無間地獄系日本映画

 石原裕次郎の十七回忌の時に映画「黒部の太陽」の特別上映があった。5年くらい前だ。招待券が当たったので見に行ったが、今となってはどんな話だったか思い出せない。なんだかひたすら穴を掘っては水に流される映画だった。俺の印象では上映時間の半分は穴を掘っていた。でもその描写は凄かった。実物大のセットに大量の水を流し込み、本当に役者が流されていた。掘っては流されを延々くり返していた。強烈すぎてそれ以外のことが頭に残っていない。
 昨日、一昨日とフジテレビでドラマ版の「黒部の太陽」をやっていた。こちらはお話重視という感じだ。それを見てようやくストーリーを再確認できた。そうだ、白血病の話だった。
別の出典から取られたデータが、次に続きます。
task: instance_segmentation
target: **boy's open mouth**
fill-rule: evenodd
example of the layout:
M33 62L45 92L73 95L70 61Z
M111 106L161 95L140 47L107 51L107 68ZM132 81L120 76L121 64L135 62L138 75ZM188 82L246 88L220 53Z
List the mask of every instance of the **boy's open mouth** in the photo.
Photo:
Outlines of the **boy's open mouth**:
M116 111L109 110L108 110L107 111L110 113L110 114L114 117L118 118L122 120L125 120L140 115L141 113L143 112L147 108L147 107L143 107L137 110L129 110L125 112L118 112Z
 実際ドラマはスペクタクルの面でどうしても映画に見劣りするので、お話の部分を充実させるしかない。今回のドラマも穴掘り描写は案外少なく、関係者のエピソードを丹念に追いかける作りになっている。映画は現場作業員の苦闘がメインに描かれていたが、ドラマはそれと同時に関西電力幹部の交渉や根回しをかなり描いている。脚本は誰かと思ったら、ドラマ版「クライマーズ・ハイ」の大森寿美男じゃないか。さすがにガッチリしてるなあ。
 「クライマーズ・ハイ」は話を広げないほうが良かったが、今回は話を広げたのが良かった。プロジェクトの進行を立体的に描いているからだ。関係者の家族も含めて、全員が黒部ダムの方を向いていて統一感があった。「クライマーズ・ハイ」との違いはそこだと思う。
 気になったのは作業員が火野正平以外みんな平成顔のスマートなイケメンばっかりなところだ。そこのリアリズムをもう少し何とかしてほしかった。あと裕次郎の役は確か戦後派的な好青年で、新技術を積極的に取り入れていこうとするキャラクターだった。そして古いやり方に固執する父親と対立してたように記憶している。ところが香取慎吾は逆に、グローバリズム不信の時代を反映してか、時代の流れの中で古いものを必死で守ろうとするキャラになっていた。そしてずいぶんガラが悪かった。二人のキャラがあべこべな気がして、妙におかしかった。
 ドラマ版を見て改めて映画版の強烈さについて考えてみた。あの強烈さは日本映画特有の感じだった。スペクタクル・シーンの演出法にはお国柄が表れるというか、日本人のやり方というのが確かに存在する。外国映画なんかは、視点の取り方やカメラワークで個性を出そうとする。日本の場合はみんな神の視点でカメラを置きたがる。何事も正面から堂々と撮る、というのが大好きだ。特に昭和の映画はそうだ。そして大作になればなるほど日本人は愚直になる。
 トンネル工事で大量の水が出たと聞けば、愚直にそれを再現する。掘っては流される役者を正面から撮り、それを延々と積み重ねる。なんというか愚直さのあまり映画自体が無間地獄の様相を呈してくるのだ。そういう映画は「黒部の太陽」だけではない。たとえば「八甲田山」だ。3時間ひたすら雪山をさまよっている。実際に冬の八甲田にこもり、吹雪を狙って役者を歩かせている。無名時代の大竹まことが発狂して裸になって死ぬ役をやっていた。「二百三高地」も無間地獄だった。ひたすら突撃しては全滅し、突撃しては全滅しを延々と繰り返していた。
 観客はこの地獄めぐりに強制参加させられるのだ。これまたなんと言うか、大画面で見ると演じる役者の苦労とそれを見る観客の苦労がシンクロして、実に感動的な体験なんだなあ。